Roi de 1865 à 1909, la figure du roi Léopold II est associée étroitement à l’histoire de la colonisation. Lorsque les grandes puissances européennes se rencontrent à Berlin (1885) afin de se partager le gâteau africain, le territoire du Congo, riche en minerais divers, est attribué personnellement au petit-fils de Louis-Philippe Ier. Soit plus de 2 millions de kilomètres carrés qui se retrouvent sous le sceptre direct du roi qui va rapidement moderniser et développer sa colonie. Les usines de caoutchouc tournent à plein régime et deviennent les principaux fournisseurs des premières entreprises automobiles naissantes de cette fin de XIXème siècle. Léopold II peut d’ailleurs remercier l’explorateur Henri Morton Stanley qui a damé le pion à son concurrent direct, Pierre Savorgnan de Brazza dans cette course aux possessions territoriales. Mais derrière cette façade commerciale qui consacre la Belgique comme empire colonial, auquel viendront bientôt s’ajouter le Burundi et le Rwanda, se cache une autre vérité moins reluisante pour la monarchie des Saxe-Cobourg-Gotha. Bien qu'il demeure l'ombre d'un doute.

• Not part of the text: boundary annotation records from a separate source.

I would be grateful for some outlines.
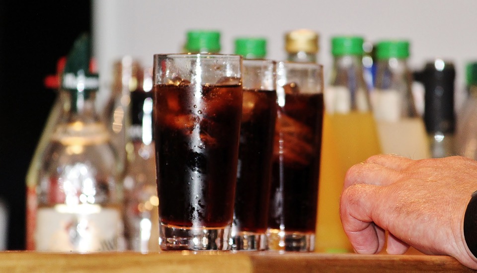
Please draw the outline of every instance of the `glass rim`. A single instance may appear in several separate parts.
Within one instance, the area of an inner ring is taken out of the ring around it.
[[[154,54],[154,59],[230,59],[240,60],[242,57],[237,54],[223,54],[221,53],[166,53]]]
[[[318,68],[319,70],[323,70],[323,65],[317,63],[292,62],[291,61],[280,61],[277,62],[277,68],[283,65],[292,67],[302,67],[303,68]]]
[[[271,59],[245,59],[242,60],[242,63],[250,63],[251,64],[272,64],[276,65],[278,62]]]

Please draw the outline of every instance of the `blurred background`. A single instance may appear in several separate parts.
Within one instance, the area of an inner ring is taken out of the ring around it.
[[[109,95],[113,62],[129,55],[151,66],[154,54],[182,51],[188,30],[220,31],[224,53],[233,53],[237,37],[264,37],[268,57],[282,60],[284,33],[307,28],[319,33],[325,78],[330,40],[337,35],[371,42],[407,39],[413,69],[437,57],[453,62],[459,111],[465,99],[464,66],[477,59],[476,10],[472,0],[0,0],[0,200],[9,216],[7,248],[24,248],[25,176],[55,96],[44,78],[55,73],[57,61],[81,32],[93,39],[99,108]]]

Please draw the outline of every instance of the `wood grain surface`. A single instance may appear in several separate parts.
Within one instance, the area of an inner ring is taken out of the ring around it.
[[[447,256],[175,252],[56,254],[0,252],[1,272],[474,272]]]

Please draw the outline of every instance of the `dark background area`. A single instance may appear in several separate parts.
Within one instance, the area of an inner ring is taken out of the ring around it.
[[[25,175],[56,96],[43,84],[82,32],[91,2],[0,0],[0,199],[9,250],[25,248]]]

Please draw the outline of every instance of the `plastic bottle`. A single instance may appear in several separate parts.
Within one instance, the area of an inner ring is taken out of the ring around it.
[[[137,85],[135,75],[140,69],[139,62],[130,56],[124,56],[114,64],[111,94],[101,116],[117,152],[121,172],[123,171],[126,164],[126,130],[128,126],[129,96],[131,89]]]
[[[348,169],[380,153],[362,63],[363,38],[335,37],[334,60],[325,88],[316,249],[349,252],[352,248],[339,215],[339,196]]]
[[[187,33],[184,49],[189,53],[219,53],[220,32],[215,30],[190,30]]]
[[[267,40],[263,38],[242,37],[235,40],[235,54],[245,59],[265,59]]]
[[[409,42],[382,41],[377,48],[373,111],[382,151],[413,159],[429,158],[424,122],[417,114],[411,89]]]
[[[477,159],[477,62],[466,68],[468,97],[457,119],[457,154]]]
[[[318,62],[319,36],[310,29],[301,29],[285,34],[287,60],[292,62]]]
[[[56,74],[47,76],[45,85],[56,91],[60,88],[60,78],[65,67],[66,58],[60,58],[57,63]],[[47,146],[50,142],[51,135],[60,120],[62,112],[61,100],[59,94],[53,102],[50,114],[47,119],[45,128],[40,136],[38,143],[35,149],[33,156],[27,171],[26,181],[26,250],[35,249],[34,234],[36,225],[36,210],[38,203],[36,198],[36,187],[39,183],[39,172]]]
[[[159,250],[156,157],[153,141],[152,71],[137,69],[128,118],[124,175],[124,217],[128,249]]]
[[[424,86],[424,121],[429,139],[431,157],[456,155],[454,111],[456,70],[449,61],[437,59],[414,73]]]
[[[89,71],[87,35],[68,56],[62,76],[62,112],[42,156],[36,188],[35,250],[124,249],[118,163],[95,114],[97,75]]]

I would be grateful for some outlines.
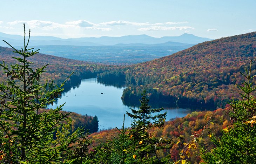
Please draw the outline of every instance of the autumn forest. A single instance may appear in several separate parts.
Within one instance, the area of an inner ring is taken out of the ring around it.
[[[41,54],[24,40],[21,50],[0,47],[1,163],[256,161],[256,32],[128,65]],[[96,77],[125,87],[124,104],[139,109],[124,116],[133,120],[129,127],[99,131],[97,116],[47,109],[62,92]],[[167,120],[149,100],[212,110]]]

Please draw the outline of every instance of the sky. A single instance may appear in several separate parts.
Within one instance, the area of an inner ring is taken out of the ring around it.
[[[63,39],[184,33],[216,39],[256,31],[255,0],[0,0],[0,32]]]

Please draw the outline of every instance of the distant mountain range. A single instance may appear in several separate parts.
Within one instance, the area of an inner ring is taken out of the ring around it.
[[[153,93],[166,96],[155,94],[152,99],[224,107],[232,96],[241,96],[236,84],[244,80],[240,72],[245,72],[250,60],[251,75],[256,74],[255,47],[254,32],[205,42],[170,55],[129,66],[129,71],[125,71],[127,88],[122,97],[130,100],[136,94],[136,100],[146,87],[153,88]]]
[[[4,40],[14,46],[21,46],[23,36],[18,35],[10,35],[0,33],[0,39]],[[164,36],[154,37],[146,35],[127,35],[121,37],[102,36],[100,37],[81,37],[62,39],[54,36],[31,36],[30,45],[35,46],[68,45],[95,46],[152,46],[151,45],[164,44],[164,46],[184,46],[196,44],[212,39],[197,36],[194,35],[184,34],[178,36]],[[167,43],[168,42],[168,43]],[[3,42],[0,42],[0,46],[7,47]]]

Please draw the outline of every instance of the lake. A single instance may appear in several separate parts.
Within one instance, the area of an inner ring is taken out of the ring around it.
[[[130,107],[124,105],[121,99],[124,88],[101,84],[97,82],[96,78],[83,80],[78,87],[63,93],[56,103],[48,108],[55,109],[66,103],[62,108],[64,110],[97,116],[99,130],[120,128],[122,125],[123,115],[126,111],[131,112]],[[184,117],[191,112],[190,109],[180,108],[165,109],[164,110],[163,112],[168,111],[167,121]],[[126,114],[125,127],[130,127],[131,121]]]

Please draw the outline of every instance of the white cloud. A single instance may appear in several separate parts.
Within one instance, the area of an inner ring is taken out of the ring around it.
[[[87,29],[91,29],[92,30],[99,30],[100,31],[112,31],[113,29],[110,28],[101,28],[96,27],[86,27]]]
[[[137,23],[136,22],[130,22],[123,20],[113,21],[110,22],[104,22],[100,23],[100,25],[116,26],[120,25],[132,25],[134,26],[148,26],[150,25],[148,23]]]
[[[218,30],[216,29],[216,28],[210,28],[210,29],[208,29],[206,30],[207,32],[209,32],[210,31],[217,31]]]
[[[96,24],[94,24],[86,20],[80,20],[72,22],[67,22],[66,24],[74,26],[77,26],[82,27],[87,27],[96,26]]]
[[[112,29],[109,28],[102,28],[98,27],[99,25],[92,23],[86,20],[78,20],[78,21],[68,22],[64,24],[60,24],[49,21],[44,21],[38,20],[32,20],[29,21],[16,20],[7,23],[11,26],[14,26],[21,23],[26,23],[31,29],[40,29],[45,30],[54,30],[61,28],[79,28],[92,30],[100,30],[102,31],[110,31]]]
[[[150,27],[145,27],[144,28],[139,28],[137,30],[139,31],[159,31],[159,30],[184,30],[187,29],[194,29],[194,28],[189,26],[180,26],[180,27],[166,27],[166,26],[151,26]]]
[[[188,22],[166,22],[164,24],[169,25],[180,25],[180,24],[186,23],[188,23]]]
[[[41,29],[46,30],[52,30],[65,27],[65,26],[58,23],[39,20],[29,21],[16,20],[7,23],[11,26],[14,26],[21,23],[26,23],[31,29]]]

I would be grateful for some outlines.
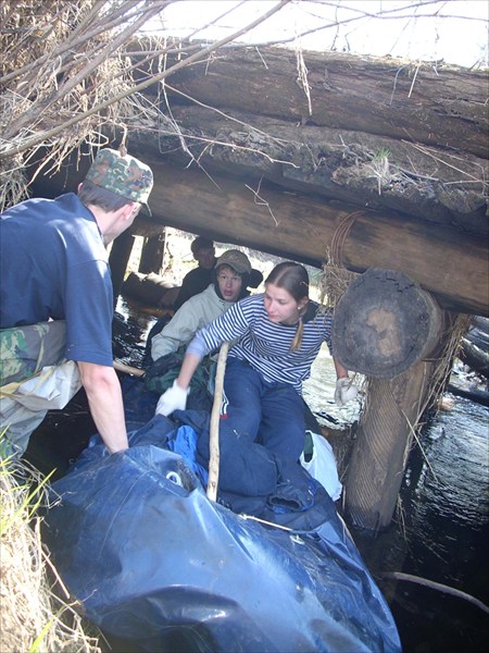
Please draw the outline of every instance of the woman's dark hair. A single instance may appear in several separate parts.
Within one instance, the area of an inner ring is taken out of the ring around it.
[[[112,193],[112,190],[97,186],[90,180],[85,180],[82,184],[82,187],[78,190],[78,198],[86,207],[88,205],[93,205],[108,212],[118,211],[118,209],[122,209],[126,204],[133,201],[122,195]]]
[[[265,285],[272,283],[277,288],[284,288],[296,301],[301,299],[309,299],[309,274],[304,266],[294,263],[293,261],[284,261],[278,263],[265,279]],[[304,309],[305,310],[305,309]],[[299,315],[299,323],[297,325],[296,335],[293,337],[290,348],[292,352],[300,349],[302,344],[302,331],[304,329],[302,322],[302,315]]]

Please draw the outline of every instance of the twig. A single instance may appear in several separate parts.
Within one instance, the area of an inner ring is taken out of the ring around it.
[[[406,580],[408,582],[416,582],[417,584],[425,586],[427,588],[430,588],[431,590],[438,590],[440,592],[444,592],[446,594],[451,594],[452,596],[464,599],[465,601],[468,601],[476,607],[479,607],[482,612],[489,614],[489,606],[479,601],[479,599],[476,599],[472,594],[467,594],[466,592],[462,592],[462,590],[456,590],[455,588],[451,588],[441,582],[435,582],[434,580],[421,578],[419,576],[413,576],[412,574],[404,574],[402,571],[384,571],[378,576],[380,578],[392,578],[394,580]]]

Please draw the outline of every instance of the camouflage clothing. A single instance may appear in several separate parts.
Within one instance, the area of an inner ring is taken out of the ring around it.
[[[63,408],[79,390],[65,346],[63,320],[0,331],[0,456],[21,456],[47,411]]]
[[[48,365],[64,357],[66,324],[64,320],[14,326],[0,331],[0,387],[24,381]]]
[[[117,150],[110,148],[99,151],[85,178],[145,206],[148,206],[153,187],[153,173],[149,165],[129,155],[122,157]]]

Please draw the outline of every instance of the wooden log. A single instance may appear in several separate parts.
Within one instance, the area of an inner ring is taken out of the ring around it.
[[[150,306],[163,306],[164,296],[174,287],[173,283],[154,272],[130,272],[122,286],[122,293]]]
[[[112,286],[114,288],[114,308],[117,304],[117,297],[124,283],[124,274],[133,251],[134,236],[130,232],[122,233],[112,244],[109,256],[109,266],[111,268]]]
[[[160,274],[160,272],[163,269],[164,250],[164,232],[147,238],[145,245],[142,246],[141,259],[139,261],[138,271],[142,272],[143,274],[148,274],[149,272]]]
[[[485,71],[339,52],[302,56],[308,93],[298,82],[297,53],[264,46],[223,48],[212,61],[172,75],[166,94],[172,103],[183,100],[172,94],[176,89],[220,109],[408,138],[487,158]],[[185,58],[185,49],[175,57]],[[141,74],[151,73],[151,65],[142,64]],[[158,86],[146,93],[156,95]]]
[[[133,153],[147,152],[134,147]],[[342,261],[349,270],[398,270],[434,294],[443,308],[489,313],[486,238],[394,211],[359,211],[353,205],[285,192],[251,176],[210,178],[161,159],[150,163],[155,178],[150,206],[153,220],[162,224],[317,268],[341,233]],[[66,174],[72,172],[76,176],[70,186],[76,187],[82,175],[74,168]],[[63,192],[65,183],[64,175],[49,177],[50,193]],[[42,195],[39,185],[38,189]]]
[[[489,379],[489,354],[466,337],[462,338],[459,358],[475,372]]]
[[[220,481],[220,415],[223,401],[224,374],[226,372],[226,358],[229,343],[221,345],[215,371],[214,402],[212,404],[210,434],[209,434],[209,481],[206,495],[211,501],[217,500],[217,486]]]
[[[435,364],[419,361],[394,379],[371,379],[344,482],[358,527],[378,532],[396,510],[414,430]]]
[[[220,168],[236,175],[252,171],[289,189],[342,201],[353,197],[361,207],[387,206],[487,233],[487,159],[347,128],[298,126],[260,113],[223,114],[203,107],[175,107],[172,113],[188,151],[211,175]],[[150,135],[139,137],[154,149]],[[173,125],[160,124],[158,144],[178,151]]]
[[[442,328],[441,309],[417,283],[371,268],[336,306],[333,349],[347,369],[391,379],[432,354]]]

Esclavage, mutilation, malnutrition, les mauvais traitements que subissent les congolais en devenir sont autant de reproches que d’accusation portées contre Léopold II. Déjà à l’époque, des journalistes (dont certains n’ont jamais vu une girafe de leur vie) rapportent les faits dans la presse et pointent du doigt la responsabilité du roi. « Pendant 23 ans il utilisait le peuple congolais comme un bien pour la production du caoutchouc, un produit qui était très demandé à l’époque. Les personnes qui vivaient dans les régions caoutchoutières croulaient sous une grande charge de travail, souvent même inhumaine. Les agents de Léopold II n’hésitaient pas à infliger des peines de fouets, jusqu’à en arriver à la peine de mort, voire même fouetter les morts » affirme la pétition. Léopold II, un vil tyran aux mains tâchées de sang ? La vérité est peut-être tout autre et ne plaide pas en faveur des associations accusatrices du genre.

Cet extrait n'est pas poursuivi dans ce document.